En cambio, en el caso de que te encontraras con un gran exceso de aceite, lleva el coche al mecánico para que reduzca los niveles, pues podría ser peligroso para el motor. Por cierto, si durante la revisión observas que el aceite se presenta sucio, con residuos, en vez de rellenarlo, acude al mecánico para cambiarlo del todo. Esta operación resulta, sin embargo, bastante más complicada que la revisión. Y, a pesar de que haya conductores que cambian ellos mismos el aceite, es mejor dejar la tarea en manos de un profesional.

Peligros de circular sin aceite

Aunque quedarse sin aceite constituye una de las averías menos habituales, también resulta cierto que las consecuencias serían catastróficas en la inmensa mayoría de los casos. Dado que la función del aceite consiste en lubricar las piezas del motor, en el caso de que no existiera, estas perderían la capa protectora y entrarían en contacto unas con otras. El aceite evita que la temperatura se dispare, pero sin lubricante el rozamiento provocaría que se elevasen a unas temperaturas altísimas, por lo que los componentes se fundirían.

Sin esos elementos el motor no funcionaría y el coche quedaría gravemente dañado. A veces el coste de la reparación es tal que sale más rentable comprarse un coche nuevo antes de arreglar el motor dañado. Eso sí, no nos quedaremos sin aceite de un momento a otro. La pérdida resultará gradual por lo que, si revisamos periódicamente el nivel y permanecemos atentos a cualquier señal o miramos los pilotos que nos advierten en el panel interior, nos ahorraremos este grave problema.

Por tanto, comprobar periódicamente el nivel de aceite nos puede alertar también a tiempo de pequeñas fugas que presente el depósito. Si notas que el coche hubiera empezado a perder aceite de forma más rápida de lo habitual o encuentras manchas sospechosas donde lo aparcas, puede que presentes una fuga. En este caso, acude al taller rápidamente a reparar el problema. Pero, cuidado, porque, si la fuga fuese grave, te podrías quedar sin aceite antes de llegar al mecánico, así que asegúrate de que dispondrás del suficiente para hacer el trayecto o llama directamente a la grúa.

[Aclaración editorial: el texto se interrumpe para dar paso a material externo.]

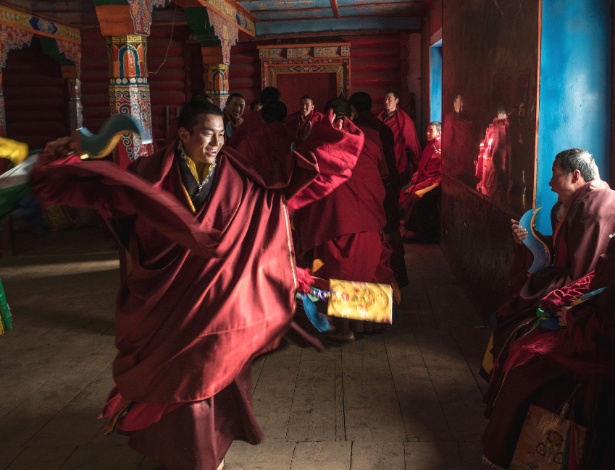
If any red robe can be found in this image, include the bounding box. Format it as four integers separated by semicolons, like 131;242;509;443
492;180;615;374
293;121;394;296
32;114;363;468
483;238;615;469
378;108;421;175
399;137;442;237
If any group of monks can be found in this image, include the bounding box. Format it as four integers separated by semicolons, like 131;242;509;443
22;87;440;470
482;148;615;469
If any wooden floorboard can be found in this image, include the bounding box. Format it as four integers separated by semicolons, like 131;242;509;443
0;230;488;470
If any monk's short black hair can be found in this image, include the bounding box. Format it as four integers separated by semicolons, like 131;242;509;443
177;95;224;132
348;91;372;113
261;101;288;123
325;94;351;119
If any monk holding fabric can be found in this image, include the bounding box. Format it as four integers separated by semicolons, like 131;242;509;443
293;98;395;342
32;100;363;470
400;121;442;243
482;148;615;390
378;90;421;184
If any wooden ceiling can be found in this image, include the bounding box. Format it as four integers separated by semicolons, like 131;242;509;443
0;0;433;37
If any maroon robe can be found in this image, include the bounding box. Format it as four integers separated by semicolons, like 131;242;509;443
293;123;395;331
32;116;363;469
483;238;615;470
399;136;442;239
378;108;421;176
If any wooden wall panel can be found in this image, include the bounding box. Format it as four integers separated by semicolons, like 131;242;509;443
2;38;69;149
229;34;412;119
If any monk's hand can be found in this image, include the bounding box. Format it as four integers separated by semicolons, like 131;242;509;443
555;306;570;328
41;137;73;163
510;219;527;245
331;116;344;131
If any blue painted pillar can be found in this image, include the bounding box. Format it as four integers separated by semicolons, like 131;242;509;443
536;0;611;233
429;40;442;121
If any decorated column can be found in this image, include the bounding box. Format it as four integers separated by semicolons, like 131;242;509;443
0;17;33;137
185;4;238;108
94;0;166;167
41;38;83;129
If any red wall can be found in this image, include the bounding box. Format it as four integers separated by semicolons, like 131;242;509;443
229;34;420;117
2;38;69;150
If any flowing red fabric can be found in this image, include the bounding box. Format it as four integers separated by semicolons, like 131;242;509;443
294;121;386;256
288;110;366;214
399;133;442;204
378;108;421;174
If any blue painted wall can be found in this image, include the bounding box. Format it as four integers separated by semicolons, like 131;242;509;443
429;41;442;122
536;0;611;233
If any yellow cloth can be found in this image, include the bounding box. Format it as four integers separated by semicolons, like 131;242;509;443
0;137;28;166
186;158;211;183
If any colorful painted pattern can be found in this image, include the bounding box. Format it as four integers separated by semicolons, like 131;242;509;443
258;43;350;95
0;24;34;68
0;6;81;44
207;8;239;64
107;34;148;78
109;83;154;168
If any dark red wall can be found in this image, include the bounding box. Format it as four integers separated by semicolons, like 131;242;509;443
229;34;412;117
438;0;538;319
2;38;69;150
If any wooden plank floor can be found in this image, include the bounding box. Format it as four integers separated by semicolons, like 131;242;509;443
0;229;488;470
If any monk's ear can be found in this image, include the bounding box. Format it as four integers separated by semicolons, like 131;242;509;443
177;127;190;143
570;170;584;183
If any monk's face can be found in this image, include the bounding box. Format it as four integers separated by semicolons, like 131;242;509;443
427;125;440;142
549;160;581;206
384;93;399;113
300;98;314;118
224;96;246;122
178;114;224;168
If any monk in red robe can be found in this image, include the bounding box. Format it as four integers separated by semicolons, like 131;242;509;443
286;95;324;145
348;91;408;287
225;87;280;149
32;100;363;470
399;121;442;242
378;90;421;184
293;98;395;341
486;149;615;388
483;237;615;470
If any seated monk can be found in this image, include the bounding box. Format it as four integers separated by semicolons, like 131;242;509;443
481;148;615;384
400;121;442;243
483;237;615;469
286;95;324;145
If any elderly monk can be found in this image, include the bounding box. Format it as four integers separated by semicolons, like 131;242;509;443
483;235;615;469
32;100;363;470
485;148;615;386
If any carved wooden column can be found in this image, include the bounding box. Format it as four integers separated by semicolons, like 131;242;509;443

Ya has visto que revisar periódicamente el nivel de aceite del coche constituye una operación realmente sencilla. Todo el mundo posee la capacidad de hacerlo. Ello nos evitará un montón de quebraderos de cabeza, como los que se presentan cuando nos quedamos sin aceite. Huelga repetir que, en caso de duda, consultar el manual de instrucciones del vehículo o acudir al taller mecánico de confianza resulta la mejor opción.